In August 2017, Dr. Duane Pelser suddenly closed his practice, leaving a host of questions unanswered, until now
BY JOHN CHICK
Special to The VOICE
In the months leading up to the closure of his medical office in late summer 2017, two individuals approached the Voice with allegations of personal misconduct by Dr. Duane Pelser.
Coincidentally, earlier that year Pelser had moved his family practice into the same building in which Dr. Charles Duncan maintained his practice—into office space, in fact, occupied by the Voice until December 2016.
Citing concerns for their personal safety, neither individual who contacted the newspaper would agree to speak on the record, even if their names and potentially identifying personal details were withheld.
One provided police incident report numbers, reports which allegedly containing information related to Pelser’s conduct outside the office. The Niagara Regional Police Service denied the newspaper’s Freedom of Information request to obtain copies, noting that the request had to come with the consent of the complainant. The complainant was ultimately not willing to provide this consent to the Voice.
Both individuals asserted that Pelser was under investigation by the College of Physicians and Surgeons of Ontario (CPSO). Citing confidentiality regulations, the CPSO would not confirm at the time whether Pelser was being investigated.
In August 2017, the CPSO stated that Pelser’s medical license had been suspended due to his failure to pay his renewal dues in a timely manner.
In an interview with the Voice, Pelser said that the CPSO informed him that he would be required to apply for a new license, as if he were a new doctor. This left Pelser’s estimated 1,000 patients without a family doctor, which inspired a petition drive among some of them to get the CPSO to reverse course.
Pelser returned to his native South Africa, vowing to appeal the decision. By the following spring, he had stopped replying to Voice follow-ups about his intentions.
It now emerges that the CPSO ruled, in four separate findings between 2018 and this year, that Pelser had violated multiple regulations. Specifically, each report—publicly accessible on the CPSO’s website—focused on his conduct, professionalism, and interaction with colleagues; his use of medication returned from patients, and failure to protect patient health information properly; and improper prescribing of medications.
In the first report, from July 2018, the CPSO ruled that Pelser failed to meet the standard of practice in nine of 21 patient charts reviewed. According to the report, clinical deficiencies identified by an appointed medical inspector included improper test result follow-up, inadequate documentation (including management of a patient’s mood disorder), inadequate prenatal care, inappropriate management of microscopic hematuria, not following prostate cancer screening guidelines, not investigating elevated ferritin, and suboptimal medical management of a patient’s glycemic control in Type 2 diabetes—and delayed referral to a specialist.
The medical inspector cited a lack of knowledge, skill and judgment in certain charts, and opined that Pelser’s clinical practice, behaviour or conduct was likely to expose patients to harm or injury in three of 21 patient charts reviewed.

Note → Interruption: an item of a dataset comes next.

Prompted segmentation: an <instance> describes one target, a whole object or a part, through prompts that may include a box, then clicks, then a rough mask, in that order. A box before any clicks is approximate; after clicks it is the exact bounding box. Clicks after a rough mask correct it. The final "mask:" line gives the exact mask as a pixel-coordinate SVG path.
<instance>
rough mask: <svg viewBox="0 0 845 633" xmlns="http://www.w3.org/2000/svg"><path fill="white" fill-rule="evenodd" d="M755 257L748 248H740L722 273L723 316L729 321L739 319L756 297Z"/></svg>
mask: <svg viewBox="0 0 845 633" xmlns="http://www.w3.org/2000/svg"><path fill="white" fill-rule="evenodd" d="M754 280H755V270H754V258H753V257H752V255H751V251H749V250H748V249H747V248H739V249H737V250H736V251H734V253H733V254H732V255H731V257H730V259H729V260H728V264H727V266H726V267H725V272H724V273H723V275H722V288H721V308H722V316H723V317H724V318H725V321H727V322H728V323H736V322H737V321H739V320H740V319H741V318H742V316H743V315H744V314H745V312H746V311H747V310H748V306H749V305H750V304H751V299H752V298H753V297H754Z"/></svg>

The CPSO also documented a report from a woman who at one point had been in a personal relationship with Pelser —but had never been his patient —asserting that Pelser prescribed muscle relaxants to both the woman and her family member. The complainant also claimed that Pelser used drugs from his patients for personal use, and logged into another physician’s computer to print off his own prescription.
The woman also claimed that Pelser had been physically and mentally abusive to her in the course of their relationship.
In his only response listed in the CPSO reports, Pelser denied the abuse allegations but acknowledged he kept some discarded patient drugs, and that he utilized a colleague’s office computer—using that individual’s password—to write prescriptions for himself. Pelser denied prescribing medication to the woman with whom he had the relationship, although acknowledged doing so for the family member.
However, in the CPSO’s final committee summary report this past June, the College stated that investigators obtained information indicating that Pelser had written numerous prescriptions for himself, and that records of many of them had been deleted. Investigators also uncovered multiple prescriptions from Pelser for the individual with whom he had the relationship.
CPSO policy states that physicians must only provide treatment for themselves or family members, in limited circumstances, and that none applied in any of Pelser’s circumstances.
Pelser’s certificate of registration with the CPSO expired on August 10, 2017. Several of Pelser’s patients in Pelham had difficulty accessing their medical records after his departure.
The CPSO’s position is that given Pelser is no longer a College member, and is not presently practicing medicine in the Province of Ontario, they are “satisfied the public is protected.” In each report, the CPSO states that Pelser would have to attend a hearing of the College’s Discipline Committee if he were ever to reapply to practice medicine in Ontario.
Pelser did not reply to requests for comment sent through email and social media over the weekend.
Pelser’s former office on Highway 20—which saw some $100,000 in renovations before he moved in— remained unoccupied and dark when the Voice visited the building late last week.